Pensée

Dieu résiste aux orgueilleux, mais il fait grâce aux humbles - Jean-Baptiste

Il arriva aussi une contestation entre eux, sur celui d’entre eux qui serait estimé le plus grand. Mais il leur dit : Les rois des nations les maîtrisent, et ceux qui exercent leur autorité sur elles sont nommés bienfaiteurs. Mais vous, ne faites point ainsi ; et que le plus grand parmi vous soit comme le plus petit, et celui qui gouverne comme celui qui sert. Car lequel est le plus grand, celui qui est à table, ou celui qui sert ? n’est-ce pas celui qui est à table ? et cependant je suis au milieu de vous comme celui qui sert. Or, pour vous, vous avez persévéré avec moi dans mes épreuves ; et je dispose du royaume en votre faveur, comme mon Père en a disposé en ma faveur. (Luc 22:24-29)

Le royaume de Dieu est un royaume de serviteurs. Les critères du royaume sont complètement opposés à ceux de ce monde, car le but de ce dernier est de dominer les uns sur les autres, d’asservir, de se faire un nom, même au point de se faire appeler « bienfaiteurs ». Il est triste de constater, chez les disciples, à la veille de la crucifixion de leur Maître qu’ils ont suivi pendant trois années, qu’ils discutent encore entre eux pour savoir lequel serait estimé le plus grand. Malheureusement, dans le monde comme dans l’Église, après pourtant des épreuves et des victoires, nous avons encore affaire à ce même débat. Jésus dit que le plus grand dans le royaume de Dieu, ce n’est pas, contrairement à l’esprit du monde, celui qui se place au-dessus des autres, mais c’est celui qui prend la position de serviteur, celui qui se place en dessous, celui qui désire mettre tout en œuvre afin d’édifier l’autre. Jésus lui-même est venu pour servir.

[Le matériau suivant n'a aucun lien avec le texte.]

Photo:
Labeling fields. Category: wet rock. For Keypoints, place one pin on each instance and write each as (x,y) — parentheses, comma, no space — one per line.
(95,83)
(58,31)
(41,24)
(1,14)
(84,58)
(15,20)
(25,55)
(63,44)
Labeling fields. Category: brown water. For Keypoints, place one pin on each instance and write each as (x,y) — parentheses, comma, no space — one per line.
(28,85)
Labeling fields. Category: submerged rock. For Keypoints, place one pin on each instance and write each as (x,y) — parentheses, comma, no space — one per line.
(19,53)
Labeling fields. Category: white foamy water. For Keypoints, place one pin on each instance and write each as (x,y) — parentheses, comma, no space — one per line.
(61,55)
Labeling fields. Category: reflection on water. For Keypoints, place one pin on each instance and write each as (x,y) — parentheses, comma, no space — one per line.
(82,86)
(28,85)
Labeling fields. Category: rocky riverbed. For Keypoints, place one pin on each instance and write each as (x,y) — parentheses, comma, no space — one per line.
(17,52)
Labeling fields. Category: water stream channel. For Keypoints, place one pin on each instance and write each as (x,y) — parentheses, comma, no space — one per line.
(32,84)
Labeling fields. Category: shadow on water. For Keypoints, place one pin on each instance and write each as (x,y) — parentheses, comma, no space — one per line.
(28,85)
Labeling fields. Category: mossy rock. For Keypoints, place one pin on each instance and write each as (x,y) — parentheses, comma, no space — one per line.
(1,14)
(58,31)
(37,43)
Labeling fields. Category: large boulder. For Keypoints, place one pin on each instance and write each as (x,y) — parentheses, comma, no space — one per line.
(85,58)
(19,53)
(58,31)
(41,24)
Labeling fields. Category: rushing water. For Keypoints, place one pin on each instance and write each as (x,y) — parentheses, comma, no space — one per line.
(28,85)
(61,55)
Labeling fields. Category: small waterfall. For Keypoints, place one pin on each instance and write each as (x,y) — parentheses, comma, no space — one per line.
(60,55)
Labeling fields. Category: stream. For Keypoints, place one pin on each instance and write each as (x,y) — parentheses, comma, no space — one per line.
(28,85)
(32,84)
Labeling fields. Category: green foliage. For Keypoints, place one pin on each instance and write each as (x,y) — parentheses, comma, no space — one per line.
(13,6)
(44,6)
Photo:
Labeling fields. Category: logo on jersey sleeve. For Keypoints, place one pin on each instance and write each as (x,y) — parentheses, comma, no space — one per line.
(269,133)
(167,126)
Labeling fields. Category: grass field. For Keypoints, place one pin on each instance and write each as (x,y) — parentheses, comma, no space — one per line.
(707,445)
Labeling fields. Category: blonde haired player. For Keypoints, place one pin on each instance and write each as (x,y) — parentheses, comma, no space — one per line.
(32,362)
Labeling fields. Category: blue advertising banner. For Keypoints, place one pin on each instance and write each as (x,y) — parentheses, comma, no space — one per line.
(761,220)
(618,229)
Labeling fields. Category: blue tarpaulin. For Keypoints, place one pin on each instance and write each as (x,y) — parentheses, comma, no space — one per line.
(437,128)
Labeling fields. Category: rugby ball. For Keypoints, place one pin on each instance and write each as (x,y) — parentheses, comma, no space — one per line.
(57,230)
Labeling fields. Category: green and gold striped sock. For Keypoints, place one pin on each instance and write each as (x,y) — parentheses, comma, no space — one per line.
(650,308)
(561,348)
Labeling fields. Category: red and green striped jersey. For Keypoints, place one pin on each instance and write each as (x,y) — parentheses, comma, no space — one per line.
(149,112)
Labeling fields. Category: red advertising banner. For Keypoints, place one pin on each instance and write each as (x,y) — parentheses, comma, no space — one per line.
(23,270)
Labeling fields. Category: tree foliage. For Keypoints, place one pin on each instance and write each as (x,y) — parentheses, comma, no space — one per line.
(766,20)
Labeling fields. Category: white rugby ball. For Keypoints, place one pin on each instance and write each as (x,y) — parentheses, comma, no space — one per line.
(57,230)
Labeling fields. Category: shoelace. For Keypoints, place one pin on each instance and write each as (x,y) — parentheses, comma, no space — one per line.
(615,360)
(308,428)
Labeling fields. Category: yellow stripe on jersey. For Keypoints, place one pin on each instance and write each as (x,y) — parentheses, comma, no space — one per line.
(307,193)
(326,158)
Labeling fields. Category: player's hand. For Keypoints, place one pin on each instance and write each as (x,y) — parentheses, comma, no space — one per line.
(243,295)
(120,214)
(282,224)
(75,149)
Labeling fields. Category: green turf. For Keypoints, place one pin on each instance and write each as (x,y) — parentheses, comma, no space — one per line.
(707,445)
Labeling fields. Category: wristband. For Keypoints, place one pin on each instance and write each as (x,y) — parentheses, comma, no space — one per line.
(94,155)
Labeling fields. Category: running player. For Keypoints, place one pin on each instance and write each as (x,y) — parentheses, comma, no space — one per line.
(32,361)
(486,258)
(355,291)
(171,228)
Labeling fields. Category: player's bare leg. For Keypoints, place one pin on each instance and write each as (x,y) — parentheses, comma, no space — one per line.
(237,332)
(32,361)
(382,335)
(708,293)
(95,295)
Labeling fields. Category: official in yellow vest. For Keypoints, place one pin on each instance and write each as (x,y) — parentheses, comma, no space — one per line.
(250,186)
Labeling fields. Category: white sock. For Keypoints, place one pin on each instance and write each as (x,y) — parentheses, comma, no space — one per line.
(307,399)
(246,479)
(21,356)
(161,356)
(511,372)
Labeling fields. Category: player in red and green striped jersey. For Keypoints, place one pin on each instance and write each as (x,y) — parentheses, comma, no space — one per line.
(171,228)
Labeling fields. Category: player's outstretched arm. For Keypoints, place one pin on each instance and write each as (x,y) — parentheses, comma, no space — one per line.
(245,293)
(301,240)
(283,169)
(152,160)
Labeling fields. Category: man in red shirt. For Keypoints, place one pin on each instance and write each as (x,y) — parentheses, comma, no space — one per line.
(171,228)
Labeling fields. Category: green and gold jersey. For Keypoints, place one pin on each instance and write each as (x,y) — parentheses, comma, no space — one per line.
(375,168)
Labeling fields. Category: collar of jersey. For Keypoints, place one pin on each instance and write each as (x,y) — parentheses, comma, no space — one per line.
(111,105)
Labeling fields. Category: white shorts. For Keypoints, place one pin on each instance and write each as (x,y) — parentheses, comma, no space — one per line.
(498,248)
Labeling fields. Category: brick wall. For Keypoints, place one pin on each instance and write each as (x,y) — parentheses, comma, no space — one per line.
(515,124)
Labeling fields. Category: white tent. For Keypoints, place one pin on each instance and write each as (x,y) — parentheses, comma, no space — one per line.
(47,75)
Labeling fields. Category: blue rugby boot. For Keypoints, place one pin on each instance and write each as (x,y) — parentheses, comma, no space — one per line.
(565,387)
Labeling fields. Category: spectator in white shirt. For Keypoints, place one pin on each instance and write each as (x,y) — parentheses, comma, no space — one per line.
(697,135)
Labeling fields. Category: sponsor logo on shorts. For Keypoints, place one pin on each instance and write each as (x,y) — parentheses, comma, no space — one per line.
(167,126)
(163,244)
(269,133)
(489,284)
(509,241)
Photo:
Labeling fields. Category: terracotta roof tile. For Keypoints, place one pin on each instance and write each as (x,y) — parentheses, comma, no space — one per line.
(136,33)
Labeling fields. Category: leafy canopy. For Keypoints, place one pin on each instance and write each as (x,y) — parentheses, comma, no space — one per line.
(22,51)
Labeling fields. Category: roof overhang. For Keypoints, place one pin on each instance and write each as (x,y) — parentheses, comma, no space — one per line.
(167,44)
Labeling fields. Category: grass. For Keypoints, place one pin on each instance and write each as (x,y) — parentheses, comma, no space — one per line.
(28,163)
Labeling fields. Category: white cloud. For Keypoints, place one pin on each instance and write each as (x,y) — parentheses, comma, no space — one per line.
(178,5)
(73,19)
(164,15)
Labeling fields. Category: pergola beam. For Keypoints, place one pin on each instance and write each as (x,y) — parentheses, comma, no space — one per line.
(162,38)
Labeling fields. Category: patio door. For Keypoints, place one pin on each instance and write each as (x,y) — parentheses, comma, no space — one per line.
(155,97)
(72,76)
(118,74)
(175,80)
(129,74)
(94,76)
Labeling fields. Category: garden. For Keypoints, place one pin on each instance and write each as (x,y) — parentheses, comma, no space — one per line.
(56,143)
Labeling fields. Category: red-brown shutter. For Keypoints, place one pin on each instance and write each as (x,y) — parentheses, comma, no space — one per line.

« Ministère », ce mot à la mode employé souvent pour désigner les acteurs publics et parfois connus dans l’Église de Dieu, signifie « service ». Dans le royaume de Dieu, il y a des ministères (des serviteurs), et non des mini-stars ou des maxi-stars selon le degré de popularité… Cette attitude est incompatible avec Celui qui est doux et humble de cœur. Jésus dit que le degré le plus élevé dans le royaume des cieux correspond à notre cœur de serviteur et à notre fidélité.

Certes, le Seigneur permet parfois que certains ministères soient connus, afin que l’Évangile soit répandu plus largement. Par notre fidélité, le Seigneur étend notre sphère d’influence. Le Seigneur veut envoyer des ouvriers dans la moisson, et il donne sa puissance pour que nous soyons ses témoins. Ce n’est pas réservé à des « grands ».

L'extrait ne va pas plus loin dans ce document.